A No-Frills Introduction To Writing Highly Performing C++ Code Part 1 - CPU caches

A No-Frills Introduction To Writing Highly Performing C++ Code Part 1 - CPU caches

2018, Jan 18    

As you know C++ development is all about performance. Well not exactly, C++ is just a language that gives you great control over hardware and low-level resource management. This can include networking, memory and what most people care about - code execution time.

When you want a better performing application there are 3 levels on which you can improve.

  1. High-level system design - this includes how your components communicate with each other. (Having 10 levels of indirection although correct might not be the best performing architecture)

  2. Algorithm level - pretty self-explanatory O(n) is better than O(n^2) In this article I will give you

  3. Micro optimizations - same architecture, same algorithm but better hardware performance(e.g. less CPU instructions, less memory stalls)

In this article I will focus on micro optimizations for memory access.

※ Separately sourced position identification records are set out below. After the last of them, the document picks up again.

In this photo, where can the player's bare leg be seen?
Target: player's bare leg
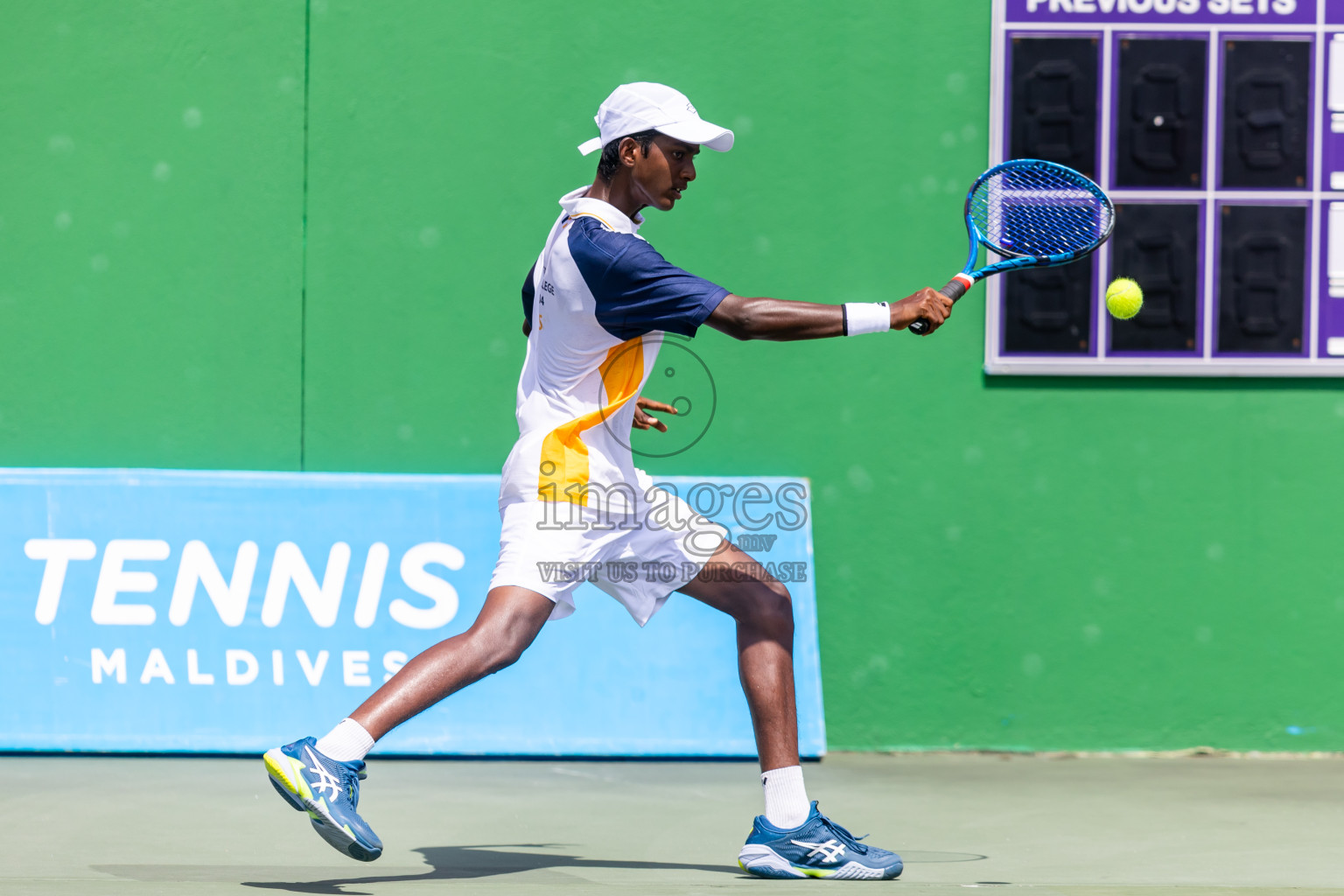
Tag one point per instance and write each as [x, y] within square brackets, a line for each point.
[321, 775]
[764, 612]
[792, 838]
[503, 630]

The first thing that can grately improve your performance is utilizing CPU caches. Modern CPUs have 2 or 3 levels of cache memory, until they reach to the main(RAM) memory, whenever you need some piece of data.

Memory Type Access Time
L1 Cache 0.5ns
L2 Cache 7ns
RAM 100ns

As you can see using caches seems very desirable, but how do you do it?

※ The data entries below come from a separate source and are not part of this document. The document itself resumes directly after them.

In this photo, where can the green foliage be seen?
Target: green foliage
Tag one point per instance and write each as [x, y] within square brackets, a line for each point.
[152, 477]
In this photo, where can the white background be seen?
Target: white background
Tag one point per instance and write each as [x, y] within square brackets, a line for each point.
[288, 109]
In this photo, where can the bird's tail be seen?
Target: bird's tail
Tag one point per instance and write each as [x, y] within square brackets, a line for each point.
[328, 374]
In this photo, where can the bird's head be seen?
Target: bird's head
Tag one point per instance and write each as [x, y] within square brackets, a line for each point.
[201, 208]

Caches are just faster than RAM memory which stores the same data that you have in RAM but the access is magnitudes faster. Whenever you access a memory address, some fixed amount of memory is pulled from RAM to the cache (called a cache line), for example 64 bytes. When you access address X, the memory between X and X+64, will be cached. Since caches are usually a few KB of size the memory you read won’t stay in the cache forever, but the duration depends on the eviction policy, I won’t go into detail here about them. Memory caching works on two simple principles:

  • Temporal locality - if you are using memory address now you will probably need it again soon
  • Spatial locality - if you used this memory address, you will probably need those close to it as well

So to improve your code you better structure it in a way, which uses same data for multiple computations at once, or lay out needed data in a way that when you access data Y, the memory around it will be read as well.

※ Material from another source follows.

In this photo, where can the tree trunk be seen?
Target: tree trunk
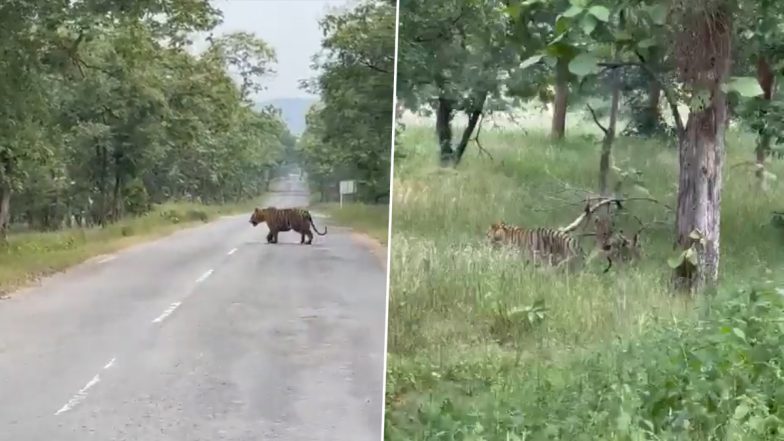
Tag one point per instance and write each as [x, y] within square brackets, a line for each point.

So given the question “In what collection would you store N numbers if you want to sum them, linked list(std::list) or array(std::array/vector)?” what is your intuition, what collection would you choose and why? Most developers will tell you it doesn’t matter you have to traverse the whole collection, so both choices are still O(n). Although this is correct the actual time on a real machine won’t be close. The reason is that array are just a chunk of sequential memory while linked lists are usually implemented with pointer to another cell in memory. Let’s play out a simple example.

Lets sum 64 ints, the usual implementation with array looks like this.

int sum = 0;
const int arr[64] = {...}
for (int i = 0; i < 64; ++i)
{
    int += arr[i];
}

The memory access patter will be like this:

  • arr[0] - cache miss 100ns to get that data from RAM, but the size of int is usually 4 bytes if we have 64 byte cache line. This means that we’ve effectively pulled arr[1] to arr[15] in cache. summing arr[1..15] will cost 15 * 0.5ns.

  • When i=16 we won’t have this in cache memory so it will be a cache miss - 100ns and then arr[17..31] - 0.5ns. (Disclaimer: We might have it if the hardware prefetcher is smart but this is another topic.)

  • This pattern will continue so the total cost for memory access will be, 4 * 100ns + 60 * 0.5ns = 430ns.

Similar implementation but with linked list will look like this

struct Node
{
    int Num;
    Node* Next = nullptr;
}
/*list creation with start of the list **head***/
Node* currNode = head;
int sum = 0;
while (currNode)
{
    sum += currNode->Num;
    currNode = currNode->Next;
}
  • When we do currNode->Num we chase the currNode pointer to read the memory there (we wan’t the Num), this is 100ns, this caches for future use Num and Next, we then access Next through currNode but it is in cache so this is just 0.5ns

  • The next time we access currNode we need to access different memory location on totally unrelated address, which means cache miss so again 100ns and so on until we are done with the list.

** Every loop iteration we have a cache miss so if we were again summing 64 numbers, the total cost for memory access will be 64 * 100ns + 64 * 0.5ns = 6432ns, obviouslythis is way more than those 430ns for the array summing.

This should convince you that using CPU caches can increase your code performance by far, but how can you achieve it?

Try to use sequentially laid out in memory data structures or partially sequential:

  1. std::array - fully sequential
  2. std::vector - fully sequential
  3. std::unordered_(map/set) - partially sequential
  4. std::deque - partially sequential

Avoid pointer chasing dependant structures:

  1. std::list - or any kind of list
  2. std::set/map - they are implementd in terms of trees
  3. trees - they are just a generalized version of lists.

This should give you a basic understanding of CPU caches and how you can increase you code performance. Using sequential data structures is just the basics, there are more advanced topics about cache utilization, for example avoiding cache thrashing, false sharing, data-oriented desing etc.